Я прочитала рекомендованное Виктором место. В нем автор как бы подводил итог анализа произведений В. И. Ленина: «Простое порабощение лишает народ цветения, полнокровного роста и духовной жизни в настоящее время. Геноцид, особенно тотальный, который проводили в течение целых десятилетий в России, лишает народ цветения, полнокровной жизни и духовного роста в будущем, а особенно в отдаленном. Генетический урон невосполним, а это есть самое печальное последствие того явления, которое мы, захлебываясь от восторга, именуем Великой Октябрьской социалистической революцией».
– Понимаешь, почему убит твой дедушка?
Я молчала. Мне не хотелось втягиваться в очередной политический спор. Во–первых, времени не было, а во–вторых, и не то у меня было настроение.

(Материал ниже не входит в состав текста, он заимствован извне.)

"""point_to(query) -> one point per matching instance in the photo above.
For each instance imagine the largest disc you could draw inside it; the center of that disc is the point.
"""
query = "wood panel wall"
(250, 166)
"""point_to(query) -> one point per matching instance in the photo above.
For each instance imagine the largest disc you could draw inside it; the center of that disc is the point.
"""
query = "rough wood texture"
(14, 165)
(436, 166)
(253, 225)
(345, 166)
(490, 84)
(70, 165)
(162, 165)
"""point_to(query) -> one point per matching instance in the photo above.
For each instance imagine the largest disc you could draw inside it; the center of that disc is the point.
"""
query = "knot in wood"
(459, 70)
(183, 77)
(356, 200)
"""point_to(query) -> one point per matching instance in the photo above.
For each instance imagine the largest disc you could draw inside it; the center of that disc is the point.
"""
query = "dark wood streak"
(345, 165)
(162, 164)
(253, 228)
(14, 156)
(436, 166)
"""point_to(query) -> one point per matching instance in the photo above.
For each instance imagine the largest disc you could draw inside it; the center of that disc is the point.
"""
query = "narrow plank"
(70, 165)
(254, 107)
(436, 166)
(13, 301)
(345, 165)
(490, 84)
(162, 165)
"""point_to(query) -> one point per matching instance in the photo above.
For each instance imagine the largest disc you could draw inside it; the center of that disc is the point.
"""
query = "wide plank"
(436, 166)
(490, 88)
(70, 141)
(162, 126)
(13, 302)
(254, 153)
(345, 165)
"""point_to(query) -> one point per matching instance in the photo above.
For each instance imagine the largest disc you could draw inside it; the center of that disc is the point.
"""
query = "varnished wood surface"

Виктор же, истолковав мое молчание по–своему, не в свою пользу, решил обрушить на меня новый поток политической информации. Для этого он взял журнал «Наш современник», № 8 за этот год и стал приводить фрагменты из письма, автором которого якобы являлся Н. Бухарин в 1924 году!
«Посудите сами…
Сталин – культ и все спасение видит еще в одном (котором по счету?) миллионе трупов.
Каменев – нуль и поучает нас, как удобнее всего сидеть между двух стульев.
Крупская – нуль и просто дура, которой мы для очередного удовольствия «низов» и для пущего бума да шума разрешили геростратничать: сжигать библиотеки и упразднять школы якобы по завету Ильича: на мертвых все валить можно, ибо они, как известно, сраму не имут.
Зиновьев – нуль, и даже разучился острить (единственная его способность: будь он трезв или пьян!), к бесконечному удовольствию Луначарского, которого он прозвал Лунапарским и Лупапарским, а вместо наркома совершенно правильно величает наркомиком.